= James Reed (fur trader) =

American fur trader

James Allen Reed (c. 1798 – June, 1873) was an American fur trader, businessman, veteran, and frontiersman who founded the cities of Trempealeau, Wisconsin and Winona, Minnesota.

== Biography ==
Reed was born in 1798 in Kentucky to a Scotch-Irish family.^{136}^{107} Reed fought in the War of 1812 before enlisting in the regular army and being sent to Fort Crawford in modern-day Prairie du Chien, Wisconsin.^{136} While at Fort Crawford Reed worked as an interpreter, military scout, fur trader, and carpenter.^{136-137} Reed later served as a guide for the United States Army in campaigns against various Indigenous people in Wisconsin.^{136} While in Prairie du Chien Reed met a Potawatomi woman whom he married and had a total of five children with, she eventually died in 1830.^{136-137}

Following his discharge from the military Reed began working for the American Fur Company out of Red Cedar, Wisconsin, then part of Wisconsin Territory, where he established a trading post and exchanged furs for goods with the Meskwaki, the Sauk people, the Dakota people, and the Ho-Chunk.^{137}^{107} During the Black Hawk War Reed assisted the United States Government in the Battle of Bad Axe as a dispatch rider.^{137} Following the Black Hawk War Reed continued to work for the U.S. government as a trader for the government and later owned a tavern and inn.^{111} Reed eventually abandoned his business prospects in 1838 and continued to work for the American Fur Company.^{111}

Beginning in the summer 1840 Reed and his son-in-law, James Douville, settled what would become the city of Trempealeau, Wisconsin, Reed's log cabin settlement in Trempealeau along the Mississippi River was originally referred to as "Reed's Place", "Reed's Landing", or "Reed's Town" by early settlers of the region.^{73}^{111} Trempealeau would not be formally incorporated until 1851 when it came under the jurisdiction of La Crosse County, Wisconsin.
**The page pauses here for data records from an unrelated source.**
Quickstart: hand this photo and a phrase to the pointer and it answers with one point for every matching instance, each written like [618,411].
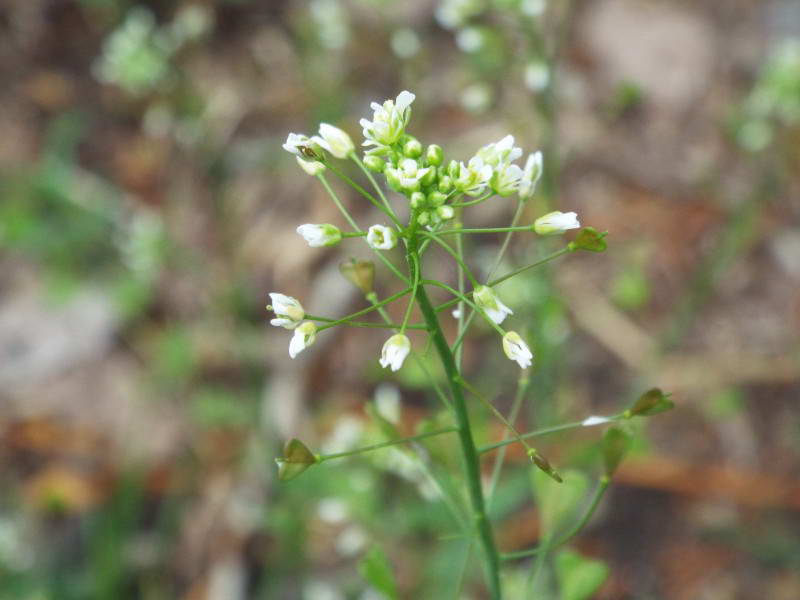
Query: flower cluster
[435,191]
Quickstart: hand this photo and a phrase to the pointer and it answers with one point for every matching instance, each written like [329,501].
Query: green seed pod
[393,180]
[436,198]
[452,169]
[434,155]
[374,163]
[429,177]
[418,200]
[445,212]
[412,148]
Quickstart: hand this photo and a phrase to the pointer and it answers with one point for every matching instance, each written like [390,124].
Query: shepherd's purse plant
[433,195]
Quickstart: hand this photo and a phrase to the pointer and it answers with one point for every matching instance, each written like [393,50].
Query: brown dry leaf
[63,490]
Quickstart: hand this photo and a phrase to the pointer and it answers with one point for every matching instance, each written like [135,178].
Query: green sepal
[296,459]
[589,239]
[652,402]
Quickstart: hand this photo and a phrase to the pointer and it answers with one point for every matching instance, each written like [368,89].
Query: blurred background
[146,210]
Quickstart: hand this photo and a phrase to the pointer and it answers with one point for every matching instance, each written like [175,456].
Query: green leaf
[296,459]
[589,239]
[377,571]
[558,501]
[616,444]
[651,403]
[579,578]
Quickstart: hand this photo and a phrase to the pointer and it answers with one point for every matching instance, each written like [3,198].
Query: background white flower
[288,311]
[334,140]
[487,299]
[394,351]
[516,349]
[555,223]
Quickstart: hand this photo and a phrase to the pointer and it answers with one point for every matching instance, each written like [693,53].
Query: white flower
[516,349]
[506,179]
[530,176]
[334,140]
[320,235]
[381,237]
[408,174]
[388,120]
[288,310]
[395,351]
[555,223]
[500,153]
[486,299]
[303,337]
[301,146]
[471,179]
[312,167]
[452,14]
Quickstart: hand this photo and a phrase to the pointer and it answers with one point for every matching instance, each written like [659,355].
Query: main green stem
[468,449]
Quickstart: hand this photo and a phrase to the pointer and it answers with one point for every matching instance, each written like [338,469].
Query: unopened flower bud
[516,349]
[434,155]
[556,223]
[418,200]
[589,239]
[412,148]
[453,169]
[304,336]
[361,273]
[288,311]
[445,213]
[312,167]
[429,176]
[320,235]
[374,163]
[436,198]
[381,237]
[394,351]
[486,298]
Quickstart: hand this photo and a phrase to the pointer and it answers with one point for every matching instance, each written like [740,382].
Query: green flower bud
[445,213]
[412,148]
[418,200]
[453,169]
[429,177]
[374,163]
[393,180]
[434,155]
[436,198]
[589,239]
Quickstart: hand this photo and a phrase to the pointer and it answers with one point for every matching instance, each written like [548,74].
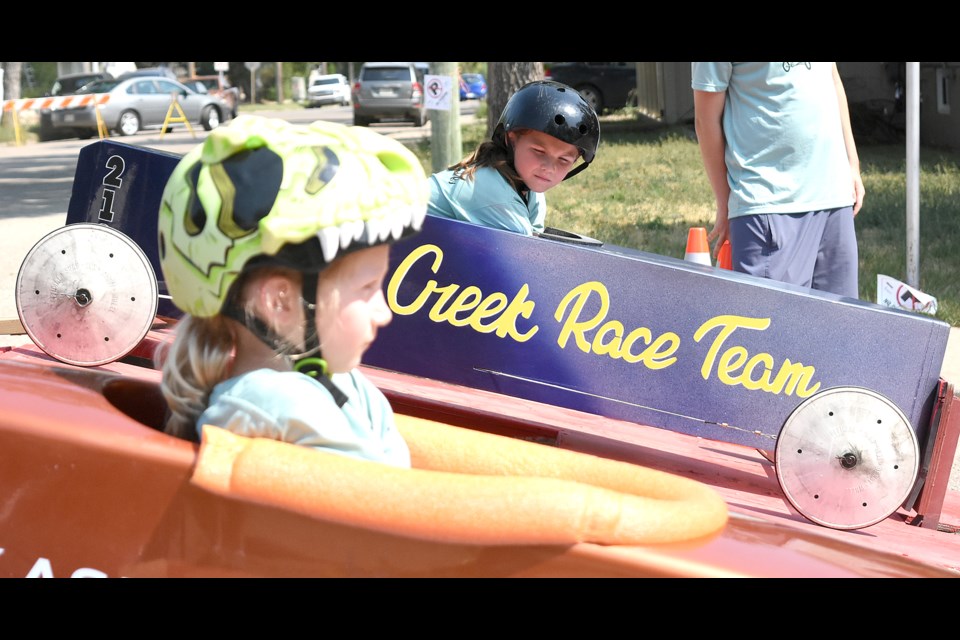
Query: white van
[331,88]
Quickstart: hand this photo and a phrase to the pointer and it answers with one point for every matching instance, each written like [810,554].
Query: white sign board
[437,92]
[899,295]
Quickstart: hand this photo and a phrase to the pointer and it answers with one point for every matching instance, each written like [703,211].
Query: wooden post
[446,145]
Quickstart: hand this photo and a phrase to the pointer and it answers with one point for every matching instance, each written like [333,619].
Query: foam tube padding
[466,487]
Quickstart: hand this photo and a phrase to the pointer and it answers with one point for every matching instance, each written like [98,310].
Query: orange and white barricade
[57,102]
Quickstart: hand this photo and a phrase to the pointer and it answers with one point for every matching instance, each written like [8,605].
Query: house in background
[875,93]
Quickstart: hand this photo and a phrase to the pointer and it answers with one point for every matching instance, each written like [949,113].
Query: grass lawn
[647,187]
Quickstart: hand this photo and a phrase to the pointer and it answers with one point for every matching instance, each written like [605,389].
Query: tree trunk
[505,78]
[11,80]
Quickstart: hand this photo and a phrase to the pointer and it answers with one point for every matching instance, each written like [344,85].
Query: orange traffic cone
[698,250]
[723,258]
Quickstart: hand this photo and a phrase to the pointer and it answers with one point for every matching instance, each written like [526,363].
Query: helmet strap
[314,365]
[577,169]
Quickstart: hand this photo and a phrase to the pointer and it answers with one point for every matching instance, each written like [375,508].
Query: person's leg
[838,261]
[780,247]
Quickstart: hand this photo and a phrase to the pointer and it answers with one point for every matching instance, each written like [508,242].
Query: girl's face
[351,307]
[540,159]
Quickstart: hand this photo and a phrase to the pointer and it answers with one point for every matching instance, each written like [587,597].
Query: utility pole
[446,143]
[279,82]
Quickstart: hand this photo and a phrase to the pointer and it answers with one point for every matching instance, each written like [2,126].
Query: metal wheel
[847,458]
[86,294]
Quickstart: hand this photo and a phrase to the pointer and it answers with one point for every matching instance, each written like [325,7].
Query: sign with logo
[437,92]
[641,337]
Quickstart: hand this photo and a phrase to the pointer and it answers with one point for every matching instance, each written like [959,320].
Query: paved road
[35,189]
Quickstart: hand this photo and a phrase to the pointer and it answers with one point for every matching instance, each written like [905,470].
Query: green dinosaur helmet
[261,190]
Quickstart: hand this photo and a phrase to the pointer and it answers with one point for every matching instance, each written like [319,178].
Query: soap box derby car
[573,409]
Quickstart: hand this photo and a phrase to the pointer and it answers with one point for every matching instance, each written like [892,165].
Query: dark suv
[389,90]
[604,85]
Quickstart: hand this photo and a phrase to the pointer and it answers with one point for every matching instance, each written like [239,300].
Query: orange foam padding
[466,487]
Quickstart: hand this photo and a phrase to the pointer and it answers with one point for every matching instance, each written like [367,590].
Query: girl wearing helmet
[544,128]
[274,242]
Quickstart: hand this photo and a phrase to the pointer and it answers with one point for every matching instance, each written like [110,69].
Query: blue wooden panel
[641,337]
[607,330]
[121,185]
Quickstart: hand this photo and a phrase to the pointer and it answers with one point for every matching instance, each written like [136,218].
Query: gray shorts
[817,249]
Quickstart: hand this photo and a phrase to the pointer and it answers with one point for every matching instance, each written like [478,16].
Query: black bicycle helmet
[554,109]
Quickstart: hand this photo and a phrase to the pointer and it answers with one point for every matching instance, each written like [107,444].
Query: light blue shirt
[292,407]
[487,199]
[784,138]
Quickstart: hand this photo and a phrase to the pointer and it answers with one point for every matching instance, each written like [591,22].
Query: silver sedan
[129,105]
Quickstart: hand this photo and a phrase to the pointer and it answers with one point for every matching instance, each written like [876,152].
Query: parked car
[216,86]
[64,85]
[163,72]
[607,86]
[389,90]
[68,84]
[332,88]
[139,102]
[473,86]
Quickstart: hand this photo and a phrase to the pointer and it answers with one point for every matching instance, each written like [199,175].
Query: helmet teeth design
[329,242]
[263,190]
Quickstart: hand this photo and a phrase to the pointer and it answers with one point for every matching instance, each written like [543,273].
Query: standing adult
[779,152]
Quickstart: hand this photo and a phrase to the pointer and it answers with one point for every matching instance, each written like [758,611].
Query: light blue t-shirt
[292,407]
[487,199]
[784,139]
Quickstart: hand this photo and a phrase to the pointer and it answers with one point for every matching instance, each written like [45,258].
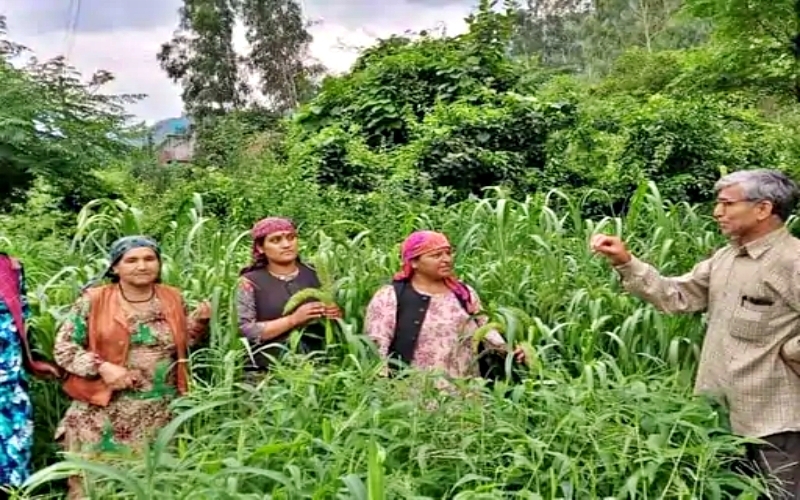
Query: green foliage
[56,128]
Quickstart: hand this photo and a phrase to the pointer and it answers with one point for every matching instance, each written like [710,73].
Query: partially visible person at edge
[124,347]
[265,286]
[750,289]
[16,412]
[435,323]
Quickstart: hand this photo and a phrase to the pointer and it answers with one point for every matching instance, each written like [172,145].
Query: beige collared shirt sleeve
[681,294]
[791,348]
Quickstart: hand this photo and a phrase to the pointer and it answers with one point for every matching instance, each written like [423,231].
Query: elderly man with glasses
[750,289]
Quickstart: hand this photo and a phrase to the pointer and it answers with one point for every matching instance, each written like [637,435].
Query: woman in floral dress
[443,341]
[120,345]
[16,413]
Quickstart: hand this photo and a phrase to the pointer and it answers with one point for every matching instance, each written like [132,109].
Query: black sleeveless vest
[271,295]
[412,307]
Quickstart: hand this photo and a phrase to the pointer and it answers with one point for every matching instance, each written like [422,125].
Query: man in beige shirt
[750,289]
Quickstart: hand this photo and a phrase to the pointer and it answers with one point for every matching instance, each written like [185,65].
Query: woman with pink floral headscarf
[432,327]
[265,286]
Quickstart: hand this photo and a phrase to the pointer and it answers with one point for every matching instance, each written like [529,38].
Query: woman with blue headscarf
[124,348]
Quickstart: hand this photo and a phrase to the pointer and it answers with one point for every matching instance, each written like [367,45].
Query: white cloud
[130,54]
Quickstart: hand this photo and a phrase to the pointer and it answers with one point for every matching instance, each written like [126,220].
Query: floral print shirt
[11,367]
[444,341]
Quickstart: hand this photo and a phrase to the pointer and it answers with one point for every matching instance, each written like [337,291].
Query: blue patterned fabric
[16,413]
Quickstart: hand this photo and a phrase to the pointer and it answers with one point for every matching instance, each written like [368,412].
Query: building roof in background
[170,126]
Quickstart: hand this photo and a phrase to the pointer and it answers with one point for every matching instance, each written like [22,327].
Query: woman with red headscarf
[426,317]
[265,287]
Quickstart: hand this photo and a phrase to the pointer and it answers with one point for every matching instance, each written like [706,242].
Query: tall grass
[604,412]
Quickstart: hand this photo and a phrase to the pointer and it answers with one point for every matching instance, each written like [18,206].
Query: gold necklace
[285,277]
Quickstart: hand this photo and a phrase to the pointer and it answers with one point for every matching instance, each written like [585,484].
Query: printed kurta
[133,415]
[445,338]
[16,414]
[752,296]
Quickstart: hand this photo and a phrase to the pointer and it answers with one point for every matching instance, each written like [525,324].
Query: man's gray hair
[764,185]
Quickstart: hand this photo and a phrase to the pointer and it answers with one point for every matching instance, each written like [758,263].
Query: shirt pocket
[752,318]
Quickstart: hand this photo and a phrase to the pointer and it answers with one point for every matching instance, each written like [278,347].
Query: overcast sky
[124,36]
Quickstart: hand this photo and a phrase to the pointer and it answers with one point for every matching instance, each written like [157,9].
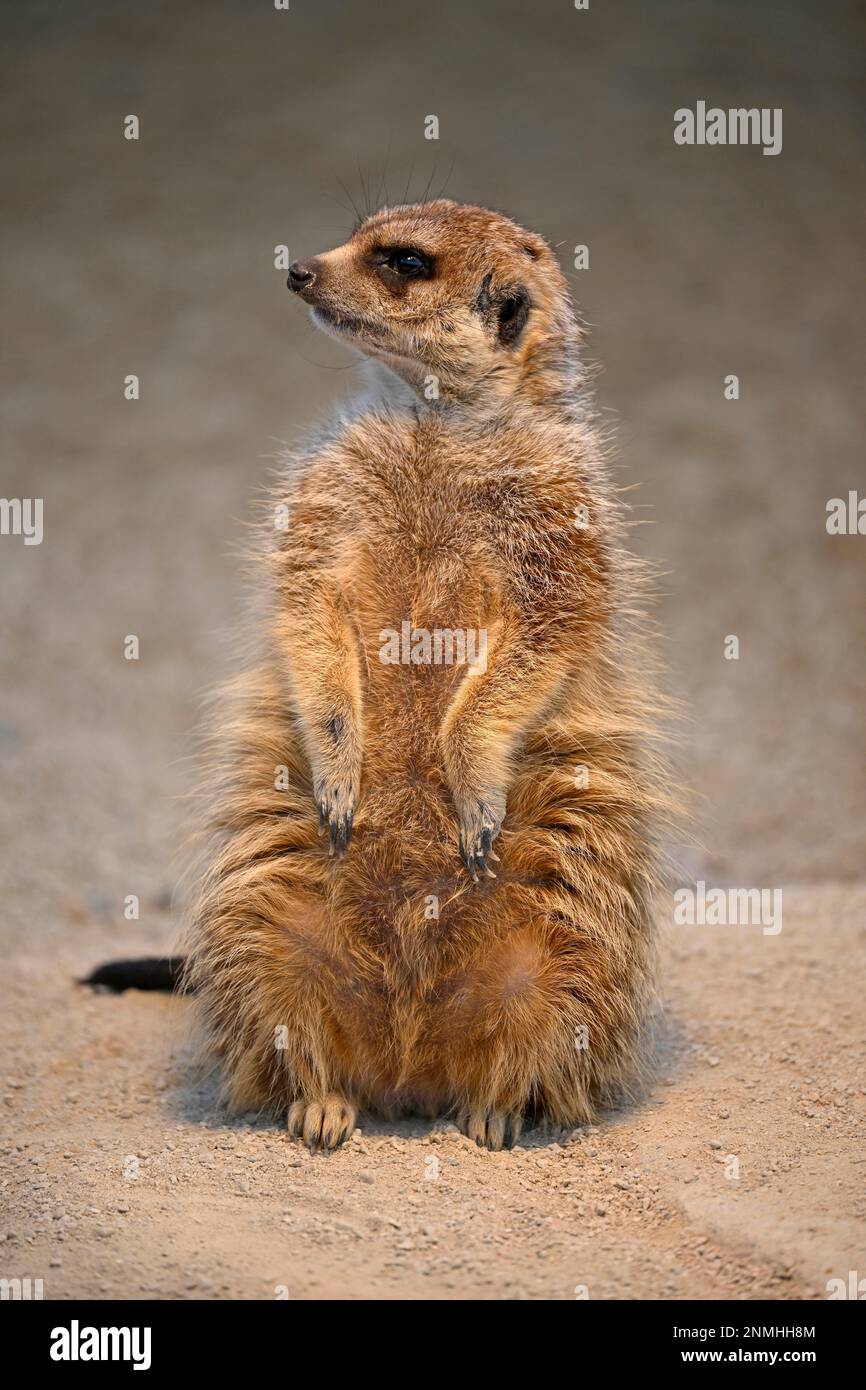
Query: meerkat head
[458,300]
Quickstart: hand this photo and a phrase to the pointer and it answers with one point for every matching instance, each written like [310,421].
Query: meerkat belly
[427,622]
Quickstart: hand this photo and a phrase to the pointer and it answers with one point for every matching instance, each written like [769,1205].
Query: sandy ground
[121,1176]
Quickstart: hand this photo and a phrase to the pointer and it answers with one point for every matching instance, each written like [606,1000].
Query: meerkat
[444,904]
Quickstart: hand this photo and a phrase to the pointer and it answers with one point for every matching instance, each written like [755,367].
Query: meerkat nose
[300,277]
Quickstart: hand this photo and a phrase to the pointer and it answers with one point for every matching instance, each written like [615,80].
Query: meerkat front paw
[480,822]
[335,804]
[324,1123]
[491,1130]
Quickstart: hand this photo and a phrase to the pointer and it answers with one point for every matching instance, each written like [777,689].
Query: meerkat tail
[148,973]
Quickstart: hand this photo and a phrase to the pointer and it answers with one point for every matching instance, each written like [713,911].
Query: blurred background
[156,257]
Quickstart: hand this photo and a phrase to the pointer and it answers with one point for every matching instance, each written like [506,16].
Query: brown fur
[324,977]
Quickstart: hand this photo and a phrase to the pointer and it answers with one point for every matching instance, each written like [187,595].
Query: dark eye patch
[513,313]
[403,262]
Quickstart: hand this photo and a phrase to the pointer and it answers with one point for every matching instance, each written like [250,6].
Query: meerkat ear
[512,316]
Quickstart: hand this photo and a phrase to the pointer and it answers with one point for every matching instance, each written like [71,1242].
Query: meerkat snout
[302,275]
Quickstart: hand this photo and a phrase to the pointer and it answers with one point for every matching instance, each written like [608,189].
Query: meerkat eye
[409,263]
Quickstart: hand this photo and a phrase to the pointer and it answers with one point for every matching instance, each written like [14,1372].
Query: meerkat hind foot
[491,1130]
[324,1123]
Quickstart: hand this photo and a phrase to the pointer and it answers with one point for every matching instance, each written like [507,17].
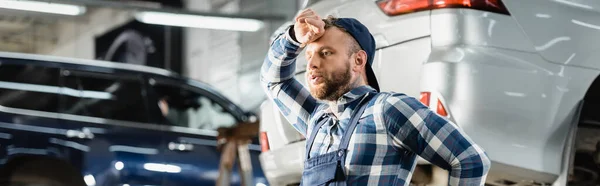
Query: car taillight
[264,142]
[397,7]
[439,106]
[425,98]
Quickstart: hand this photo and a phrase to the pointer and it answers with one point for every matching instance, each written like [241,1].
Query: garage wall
[76,36]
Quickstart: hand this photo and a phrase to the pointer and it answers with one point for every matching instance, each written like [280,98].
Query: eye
[326,53]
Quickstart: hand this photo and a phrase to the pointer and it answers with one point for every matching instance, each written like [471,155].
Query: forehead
[333,38]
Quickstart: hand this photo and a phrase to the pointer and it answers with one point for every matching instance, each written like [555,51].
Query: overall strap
[314,132]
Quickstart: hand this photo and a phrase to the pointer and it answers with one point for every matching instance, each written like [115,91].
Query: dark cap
[366,41]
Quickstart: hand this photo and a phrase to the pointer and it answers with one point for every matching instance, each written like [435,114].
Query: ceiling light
[45,7]
[198,21]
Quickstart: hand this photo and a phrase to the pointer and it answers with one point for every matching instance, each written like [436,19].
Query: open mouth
[315,79]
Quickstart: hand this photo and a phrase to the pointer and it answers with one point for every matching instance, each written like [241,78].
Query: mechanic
[356,134]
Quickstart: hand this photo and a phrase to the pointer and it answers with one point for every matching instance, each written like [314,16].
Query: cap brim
[372,80]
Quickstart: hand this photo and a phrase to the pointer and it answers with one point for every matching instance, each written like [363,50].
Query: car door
[29,102]
[105,110]
[193,116]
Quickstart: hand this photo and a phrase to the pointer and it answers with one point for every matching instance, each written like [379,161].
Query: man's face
[329,65]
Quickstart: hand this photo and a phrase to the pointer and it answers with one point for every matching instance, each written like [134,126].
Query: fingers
[304,13]
[307,13]
[317,25]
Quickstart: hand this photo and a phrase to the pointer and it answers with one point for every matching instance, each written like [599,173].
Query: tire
[45,172]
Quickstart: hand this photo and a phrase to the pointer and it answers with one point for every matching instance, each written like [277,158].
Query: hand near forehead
[308,27]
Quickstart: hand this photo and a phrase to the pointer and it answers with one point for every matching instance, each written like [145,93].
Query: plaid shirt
[392,131]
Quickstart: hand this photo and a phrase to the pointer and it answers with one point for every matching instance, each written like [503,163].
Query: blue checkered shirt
[392,131]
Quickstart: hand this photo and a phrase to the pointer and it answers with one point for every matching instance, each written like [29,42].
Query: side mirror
[251,117]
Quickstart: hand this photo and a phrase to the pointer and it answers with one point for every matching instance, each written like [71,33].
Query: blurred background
[109,30]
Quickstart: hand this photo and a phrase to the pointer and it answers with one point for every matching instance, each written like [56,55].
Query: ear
[360,60]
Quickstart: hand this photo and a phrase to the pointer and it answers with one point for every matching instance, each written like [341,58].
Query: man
[349,145]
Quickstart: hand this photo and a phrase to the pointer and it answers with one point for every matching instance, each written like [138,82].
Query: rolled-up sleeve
[277,77]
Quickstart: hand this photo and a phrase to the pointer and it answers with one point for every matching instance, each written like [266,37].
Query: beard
[333,86]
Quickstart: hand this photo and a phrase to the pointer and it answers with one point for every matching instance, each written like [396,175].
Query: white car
[518,76]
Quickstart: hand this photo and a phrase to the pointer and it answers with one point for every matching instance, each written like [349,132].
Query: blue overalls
[328,169]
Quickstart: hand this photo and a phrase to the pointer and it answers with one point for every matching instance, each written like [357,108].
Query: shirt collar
[338,107]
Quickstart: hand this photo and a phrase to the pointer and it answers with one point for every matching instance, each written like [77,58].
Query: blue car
[84,122]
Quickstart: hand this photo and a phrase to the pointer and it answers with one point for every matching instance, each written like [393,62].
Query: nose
[313,63]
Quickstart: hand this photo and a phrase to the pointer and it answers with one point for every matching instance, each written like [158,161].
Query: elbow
[486,163]
[479,163]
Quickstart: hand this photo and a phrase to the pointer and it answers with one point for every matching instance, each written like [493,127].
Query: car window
[104,96]
[184,107]
[29,87]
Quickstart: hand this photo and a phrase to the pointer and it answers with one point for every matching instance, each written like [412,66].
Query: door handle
[183,147]
[84,133]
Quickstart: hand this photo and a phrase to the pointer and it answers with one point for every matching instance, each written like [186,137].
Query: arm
[434,138]
[277,78]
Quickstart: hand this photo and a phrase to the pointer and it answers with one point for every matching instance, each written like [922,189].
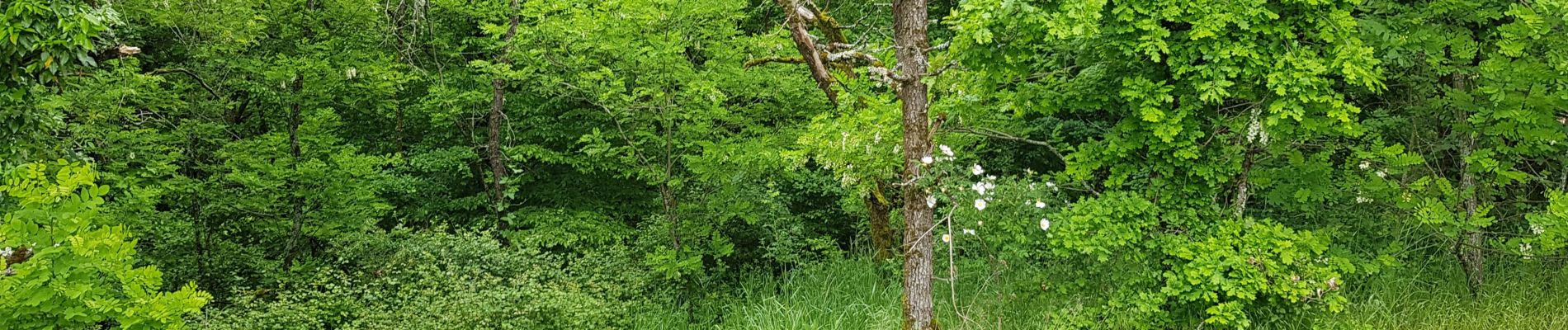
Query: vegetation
[784,165]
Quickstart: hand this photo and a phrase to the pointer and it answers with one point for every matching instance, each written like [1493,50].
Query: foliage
[64,271]
[662,165]
[439,280]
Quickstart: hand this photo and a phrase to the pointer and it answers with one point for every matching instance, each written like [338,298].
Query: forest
[374,165]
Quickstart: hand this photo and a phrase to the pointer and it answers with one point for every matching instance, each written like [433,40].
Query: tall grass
[860,295]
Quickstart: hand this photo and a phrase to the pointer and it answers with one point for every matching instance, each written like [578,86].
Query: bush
[442,280]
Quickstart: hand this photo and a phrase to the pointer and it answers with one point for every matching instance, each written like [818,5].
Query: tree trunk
[881,235]
[297,213]
[909,43]
[1470,243]
[498,105]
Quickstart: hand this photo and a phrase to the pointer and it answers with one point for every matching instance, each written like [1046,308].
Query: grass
[860,295]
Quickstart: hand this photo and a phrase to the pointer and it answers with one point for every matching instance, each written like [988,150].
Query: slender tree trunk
[1244,180]
[498,105]
[881,232]
[1468,246]
[297,213]
[909,43]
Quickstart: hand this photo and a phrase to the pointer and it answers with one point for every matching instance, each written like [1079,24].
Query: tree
[63,270]
[909,45]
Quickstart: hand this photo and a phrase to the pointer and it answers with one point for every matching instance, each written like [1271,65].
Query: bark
[881,235]
[797,19]
[297,213]
[498,105]
[909,43]
[1470,243]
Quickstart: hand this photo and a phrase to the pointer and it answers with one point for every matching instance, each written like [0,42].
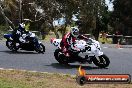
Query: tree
[121,18]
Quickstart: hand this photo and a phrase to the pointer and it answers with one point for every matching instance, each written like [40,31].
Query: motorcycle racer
[68,41]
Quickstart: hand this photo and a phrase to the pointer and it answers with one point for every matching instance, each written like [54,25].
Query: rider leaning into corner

Reed married his second wife while in Trempealeau, a French and Ho-Chunk woman named Archange La Bathe-Grignon, the mother of the translator and fur trader Antoine Grignon. La Bathe was the widow of Amable Grignon, another fur trader from Prairie du Chien. She was also the cousin of Chief Wabasha III of Winona.^{129} Reed was later appointed as a government farmer in order to establish a government store across the Mississippi River in what is now southern Minnesota and to assist Wabasha's band of the Dakota in farming.^{139}^{53}

Reed first settled what is now modern day Winona, Minnesota in October 1842.^{139} With the help of Lafayette Bunnell, Reed was able to erect Winona's first storefront and trading post which Reed operated.^{139} In April, 1851 Reed was elected as Trempealeau's first justice of the peace.^{139}

After the death of his third wife Reed lived in the nearby settlement of Little Tamarack, Reed died in June 1873 in Trempealeau.^{142}

== Legacy ==
Reed is remembered today as the founder of both Trempealeau and Winona, a memorial of Reed was dedicated in Trempealeau in 2019 honoring Reed as Trempealeau and Winona's "founding father".